Trying to figure out the potential energy of a hanging rope 
I was trying to figure out the potential energy of a hanging rope. The rope is hanging from a fixed support. The mass of the rope is $m$. And the length of the rope is $\ell$. The rope has a uniform linear mass density.
Consider the gravitational acceleration $g$ as constant over the total length of the rope.
Considering the the horizontal line passing through the fixed support as the level of $0$ potential energy.

Now I consider a function $U(x)$ which gives us the total potential energy of '$x$' length of the rope. Where '$x$' is measured from the fixed support downwards along the rope.
Now if we consider a small length $\Delta x$ after the length '$x$' and try to figure out the corresponding change in potential energy due to this '$\Delta x$' length,
then the quantity $\frac{\Delta U}{\Delta x}$ is getting approximately equal to $(m/l)\cdot g \cdot x$
And by visualising a bit the difference  between these two quantities seems to get more and more negligible as '$\Delta x$' approaches $0$. Now from this visualisation can it be claimed that;
'$dU(x)/dx = (m/l)\cdot g\cdot x$'?
The problem will get solved if that claim is true since it is a pretty easy task to figure out an antiderivative for the RHS term.
So please let me know can it be claimed so? And if it can be then what will be the mathematical point of view behind such a claim? I want to know the mathematical point of view because I think just by a visualisation such a mathematical statement can't be considered as true.
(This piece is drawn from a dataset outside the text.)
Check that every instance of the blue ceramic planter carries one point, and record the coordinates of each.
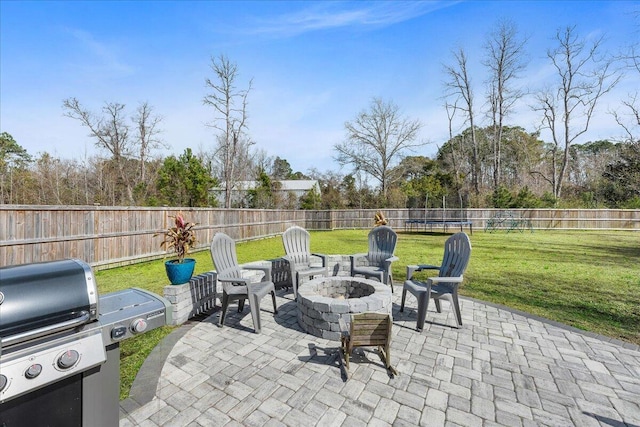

 A: Well, yes, your claim is fairly substantiated by mere visualisation. For instance, if you remove every piece of rope except the element $dx$, then, the element $dx$ can be approximated as a pint mass. The expression that you visualized will be obtained if you find the Gravitational Potential energy for a point mass at a distance x, which is a standard result.
Now, coming to it's mathematical implication, the total potential energy of the rope is not immediately visible from any of the standard results. But for a point mass, we have one, and finding the antiderivative is kind of like summing up the result of infinite individual interconnected points to arrive at one suitable for an extended body. 
A: One can find the gravitational potential energy of an object by assuming that all of the mass is concentrated at the center of gravity.  Or, you can divide your rope into tiny segments each of length d$x$.  With the zero of potential chosen at the top, and $x$ measured positive down from there,  the potential of each segment is $-g(m/L)x(\text{d}x)$.  Integrate that from $0$ to $L$.